But Parks-a sort of 20th-century model of the Renaissance man - has not limited himself to one field. What he couldn't express through his photographs, he has written- in poetry, music, and fiction. His poems, illustrated by his pictures, are published in a book entitled A Poet and His Camera. His symphony and four piano concertos have been performed by orchestras throughout the world.

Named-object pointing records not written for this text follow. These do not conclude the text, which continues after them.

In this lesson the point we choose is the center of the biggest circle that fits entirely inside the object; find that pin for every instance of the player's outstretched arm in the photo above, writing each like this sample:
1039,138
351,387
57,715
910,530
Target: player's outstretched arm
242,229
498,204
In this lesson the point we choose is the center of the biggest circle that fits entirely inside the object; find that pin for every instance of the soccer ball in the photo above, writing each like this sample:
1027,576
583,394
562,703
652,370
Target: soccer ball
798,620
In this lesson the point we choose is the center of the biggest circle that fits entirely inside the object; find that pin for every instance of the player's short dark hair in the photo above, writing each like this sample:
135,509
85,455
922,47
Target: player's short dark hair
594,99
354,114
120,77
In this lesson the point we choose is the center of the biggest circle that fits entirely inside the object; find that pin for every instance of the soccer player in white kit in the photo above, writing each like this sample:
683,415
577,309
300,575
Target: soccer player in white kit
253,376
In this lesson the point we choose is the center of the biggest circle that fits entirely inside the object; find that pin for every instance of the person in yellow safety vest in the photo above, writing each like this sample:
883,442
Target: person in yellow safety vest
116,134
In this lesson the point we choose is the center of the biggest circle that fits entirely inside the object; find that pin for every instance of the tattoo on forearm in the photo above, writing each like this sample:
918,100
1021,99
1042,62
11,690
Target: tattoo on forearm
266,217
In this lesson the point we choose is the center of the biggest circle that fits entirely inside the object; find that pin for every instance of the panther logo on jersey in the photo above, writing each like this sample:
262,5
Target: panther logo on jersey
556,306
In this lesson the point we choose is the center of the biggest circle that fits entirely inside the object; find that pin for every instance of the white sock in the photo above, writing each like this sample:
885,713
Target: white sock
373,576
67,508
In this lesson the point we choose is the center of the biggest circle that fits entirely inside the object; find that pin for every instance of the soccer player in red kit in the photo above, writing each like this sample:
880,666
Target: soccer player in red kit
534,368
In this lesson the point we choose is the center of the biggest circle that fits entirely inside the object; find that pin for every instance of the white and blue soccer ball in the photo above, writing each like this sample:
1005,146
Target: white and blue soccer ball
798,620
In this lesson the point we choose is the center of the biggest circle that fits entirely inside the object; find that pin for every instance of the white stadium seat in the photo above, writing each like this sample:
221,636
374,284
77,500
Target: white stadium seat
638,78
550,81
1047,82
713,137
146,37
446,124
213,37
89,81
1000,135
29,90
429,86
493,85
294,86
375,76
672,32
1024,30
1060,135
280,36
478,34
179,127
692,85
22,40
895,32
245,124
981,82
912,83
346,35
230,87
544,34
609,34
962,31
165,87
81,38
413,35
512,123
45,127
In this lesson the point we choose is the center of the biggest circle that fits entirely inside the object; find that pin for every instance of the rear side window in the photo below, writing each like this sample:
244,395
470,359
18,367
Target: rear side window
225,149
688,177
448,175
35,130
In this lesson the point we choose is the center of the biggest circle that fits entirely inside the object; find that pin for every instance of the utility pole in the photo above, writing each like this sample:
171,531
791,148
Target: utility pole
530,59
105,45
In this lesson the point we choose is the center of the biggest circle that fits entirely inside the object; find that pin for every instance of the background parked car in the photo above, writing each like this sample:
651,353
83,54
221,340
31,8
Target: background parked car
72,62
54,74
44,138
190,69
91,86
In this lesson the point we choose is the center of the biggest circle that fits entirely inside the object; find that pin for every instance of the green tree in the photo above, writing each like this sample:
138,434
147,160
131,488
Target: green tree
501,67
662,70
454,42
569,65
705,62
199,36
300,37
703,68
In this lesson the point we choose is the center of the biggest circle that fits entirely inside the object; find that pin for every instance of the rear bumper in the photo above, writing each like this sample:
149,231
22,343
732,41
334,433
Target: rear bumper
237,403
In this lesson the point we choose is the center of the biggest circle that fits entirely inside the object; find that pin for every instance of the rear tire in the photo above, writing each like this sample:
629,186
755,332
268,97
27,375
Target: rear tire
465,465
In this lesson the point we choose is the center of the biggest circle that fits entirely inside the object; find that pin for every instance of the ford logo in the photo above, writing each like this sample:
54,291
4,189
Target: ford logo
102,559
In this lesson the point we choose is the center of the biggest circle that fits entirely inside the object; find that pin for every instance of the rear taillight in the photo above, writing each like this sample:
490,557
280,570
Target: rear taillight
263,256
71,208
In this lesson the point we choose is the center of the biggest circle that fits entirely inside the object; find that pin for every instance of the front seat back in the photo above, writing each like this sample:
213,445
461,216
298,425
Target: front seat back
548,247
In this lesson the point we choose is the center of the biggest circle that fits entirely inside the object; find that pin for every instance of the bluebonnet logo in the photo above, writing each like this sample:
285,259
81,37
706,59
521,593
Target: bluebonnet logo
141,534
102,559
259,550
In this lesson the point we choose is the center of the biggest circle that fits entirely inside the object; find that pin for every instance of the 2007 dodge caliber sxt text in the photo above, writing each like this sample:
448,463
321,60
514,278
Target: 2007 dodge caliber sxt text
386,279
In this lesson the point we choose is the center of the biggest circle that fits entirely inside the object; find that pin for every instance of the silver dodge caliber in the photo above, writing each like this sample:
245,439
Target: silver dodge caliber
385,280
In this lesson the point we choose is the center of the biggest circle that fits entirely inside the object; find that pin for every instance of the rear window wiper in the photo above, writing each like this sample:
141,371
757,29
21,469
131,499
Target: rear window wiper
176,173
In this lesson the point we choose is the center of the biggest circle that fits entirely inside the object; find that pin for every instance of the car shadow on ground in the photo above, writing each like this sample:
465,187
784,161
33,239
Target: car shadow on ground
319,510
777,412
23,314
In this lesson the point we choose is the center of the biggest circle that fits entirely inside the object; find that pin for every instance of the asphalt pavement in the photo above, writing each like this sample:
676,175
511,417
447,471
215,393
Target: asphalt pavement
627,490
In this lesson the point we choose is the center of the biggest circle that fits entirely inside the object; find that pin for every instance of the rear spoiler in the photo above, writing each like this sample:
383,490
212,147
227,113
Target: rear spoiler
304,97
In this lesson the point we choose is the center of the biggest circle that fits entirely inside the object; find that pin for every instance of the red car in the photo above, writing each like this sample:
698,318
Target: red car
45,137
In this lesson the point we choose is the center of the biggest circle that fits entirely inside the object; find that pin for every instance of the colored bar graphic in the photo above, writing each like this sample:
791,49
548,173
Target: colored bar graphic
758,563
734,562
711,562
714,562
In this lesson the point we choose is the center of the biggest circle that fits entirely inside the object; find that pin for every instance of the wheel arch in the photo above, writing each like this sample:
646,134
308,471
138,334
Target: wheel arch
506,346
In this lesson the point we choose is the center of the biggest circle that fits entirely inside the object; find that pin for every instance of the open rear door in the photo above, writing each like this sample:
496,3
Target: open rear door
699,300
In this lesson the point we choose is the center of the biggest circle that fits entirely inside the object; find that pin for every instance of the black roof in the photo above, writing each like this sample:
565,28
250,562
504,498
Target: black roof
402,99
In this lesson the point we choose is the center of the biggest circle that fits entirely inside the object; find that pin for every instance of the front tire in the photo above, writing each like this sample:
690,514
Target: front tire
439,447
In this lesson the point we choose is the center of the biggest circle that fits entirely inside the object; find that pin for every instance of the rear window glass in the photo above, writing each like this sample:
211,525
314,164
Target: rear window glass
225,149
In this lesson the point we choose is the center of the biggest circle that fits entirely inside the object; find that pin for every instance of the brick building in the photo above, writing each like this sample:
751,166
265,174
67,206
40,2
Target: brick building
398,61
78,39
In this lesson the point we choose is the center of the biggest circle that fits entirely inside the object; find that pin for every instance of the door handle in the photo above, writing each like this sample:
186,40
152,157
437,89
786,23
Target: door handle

Parks' career as a novelist started while he was in Paris on assignment for Life. He began to recall his experiences as a boy, the youngest of fifteen children of a poor black family in Fort Scott, Kansas. Poverty, prejudice, and hardship had not defeated his family, particularly his mother, who clung to the hope that her youngest child could break out of their bleak, restricted environment and make something of himself. Parks began to write a novel based on these memories of his Kansas boyhood. He called it THE LEARNING TREE, an echo of his mother's advice. As Sarah Winger tells her son in the novel:
"You can learn just as much here about people and things as you can learn any place else. Cherokee Flats is sorta like a fruit tree-. Some of the people are good and some of them are bad-just like the fruit on a tree .... If you learn to profit from the good and bad these people do to each other, you'll learn a lot 'bout life. And you'll be a better man for that learnin' someday . . . . No matter if you go or stay, think of Cherokee Flats like that till the day you die-let it be your learnin' tree."
After THE LEARNING TREE was published in 1963, Parks dreamed of turning his novel into a motion picture. For years he had wanted to make a movie but was frustrated by Hollywood's filmmakers-they would not risk trying out a Negro director. Finally, one studio decided to take a chance, and Parks was able to make his movie exactly as he wished. His amazing versatility took charge. For the film version of THE LEARNING TREE, Parks wrote the screenplay, directed and produced the picture, and even composed the musical score. The movie was filmed in and around his hometown of Fort Scott, where Parks was welcomed home as a hero by both blacks and whites.
After doing both novel and movie, Gordon Parks agreed to record THE LEARNING TREE for Scholastic Records. Working with Editor Sheila Turner, Parks decided that to condense his story to a length that could be comfortably read in two hours, he would have to concentrate on the conflict between Newt and Marcus, and on the murder trial which Newt resolves with his testimony.
Using the Record
1. Comprehension Level
The student who has trouble reading may find it easier to be introduced to THE LEARNING TREE via the record. Though he may have difficulty with the words in the book, he will have no trouble understanding the story through listening. After he has listened to the records, he may have developed enough confidence in his ability to understand the story that he will be able to tackle the book.
2. Maturity Level
While book and film are probably too mature for junior high school classes, the record presents scenes and language that will be acceptable by most teachers of mature junior high school students.
3. Change of Pace
The record of THE LEARNING TREE could be used either in small groups or in brief takes with students who may be reading other novels in class. In other words, you can have your students experience a book in recorded form instead of through reading. Students who have difficulty imagining the "voice" of the writer will find it easier to hear the author through listening to the record. If you do use the record this way, perhaps it would be better not to test or question students about the content of the story.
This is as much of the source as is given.